En el sistema electoral peruano, si ningún candidato obtiene la mayoría absoluta en la primera vuelta, se organiza una segunda vuelta entre los dos más votados. Este mecanismo busca garantizar que el mandatario electo cuente con el respaldo de al menos la mitad más uno del electorado activo. La segunda vuelta es fundamental para definir el rumbo político y social del país, y suele generar intensos debates y alianzas temporales entre partidos y movimientos de diversa orientación.
Keiko Fujimori ha acumulado gran experiencia en los comicios nacionales, presentándose como una líder con presencia constante en la escena política peruana. Durante la campaña, ha centrado su mensaje en la seguridad ciudadana, el crecimiento económico y el refuerzo de instituciones estatales.
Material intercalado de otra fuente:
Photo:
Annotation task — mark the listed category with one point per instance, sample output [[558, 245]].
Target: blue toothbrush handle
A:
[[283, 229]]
Su trayectoria pública ha estado marcada por continuos esfuerzos por articular propuestas de reforma y por su capacidad para movilizar a un sector significativo del electorado que busca estabilidad y continuidad de políticas.
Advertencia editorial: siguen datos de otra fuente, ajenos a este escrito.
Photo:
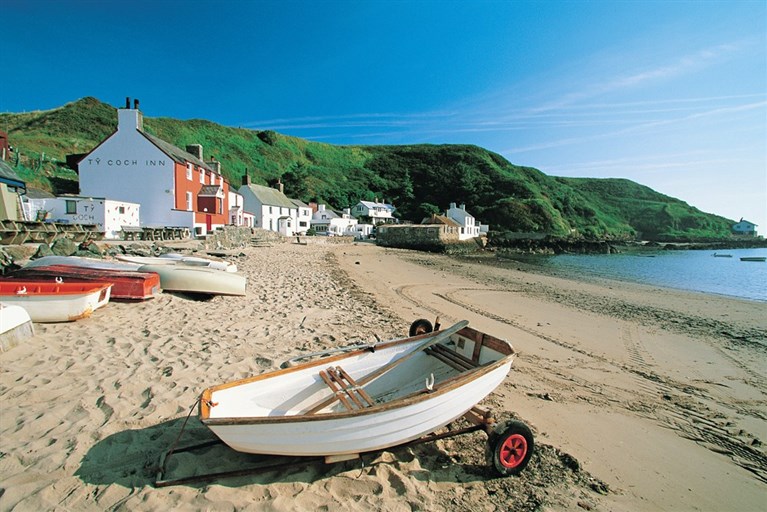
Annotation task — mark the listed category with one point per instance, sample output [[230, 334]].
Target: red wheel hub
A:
[[513, 451]]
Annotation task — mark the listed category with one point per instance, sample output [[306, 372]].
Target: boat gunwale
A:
[[441, 388]]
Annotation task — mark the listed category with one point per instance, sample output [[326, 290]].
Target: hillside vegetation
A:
[[417, 179]]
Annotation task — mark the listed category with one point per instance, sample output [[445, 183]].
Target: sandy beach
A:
[[640, 398]]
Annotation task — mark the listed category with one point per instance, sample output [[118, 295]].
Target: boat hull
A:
[[268, 414], [200, 280], [127, 285], [15, 326], [55, 302]]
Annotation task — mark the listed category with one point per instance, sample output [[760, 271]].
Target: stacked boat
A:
[[67, 288]]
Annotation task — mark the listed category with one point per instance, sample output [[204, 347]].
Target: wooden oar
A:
[[441, 336]]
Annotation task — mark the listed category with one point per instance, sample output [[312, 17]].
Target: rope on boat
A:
[[178, 438]]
Por su parte, Roberto Sánchez ha hecho hincapié en la necesidad de impulsar la innovación, la transparencia en la gestión pública y la inclusión social. A lo largo de la primera vuelta, ha atraído votos de quienes demandan cambios en el modelo de desarrollo y un mayor compromiso con la lucha contra la corrupción. Además, Sánchez ha resaltado la importancia de la educación y la salud como ejes prioritarios, buscando consolidar un perfil de liderazgo renovado y renovador de las estructuras gubernamentales.
La segunda vuelta, programada según el calendario electoral, plantea ahora un escenario de negociación de proyectos y alianzas. Ambos candidatos intensificarán actos de campaña, debates y encuentros con diversos sectores productivos y sociales para ampliar su base de apoyo. Esta etapa suele ser determinante para dirimir diferencias de matiz entre las propuestas y para que los ciudadanos evalúen con más detalle las visiones de país que presentan los aspirantes.
De cara al electorado, el desafío radica en movilizar a los votantes indecisos y a quienes participaron en la primera vuelta con otras opciones. El resultado de esta contienda marcará el inicio de un nuevo periodo presidencial y configurará la agenda política peruana en materias económicas, sociales y de seguridad. En los próximos días, Keiko Fujimori y Roberto Sánchez enfocarán sus esfuerzos en persuadir a segmentos clave de la población, conscientes de que cada voto será esencial para determinar al próximo jefe de Estado de Perú.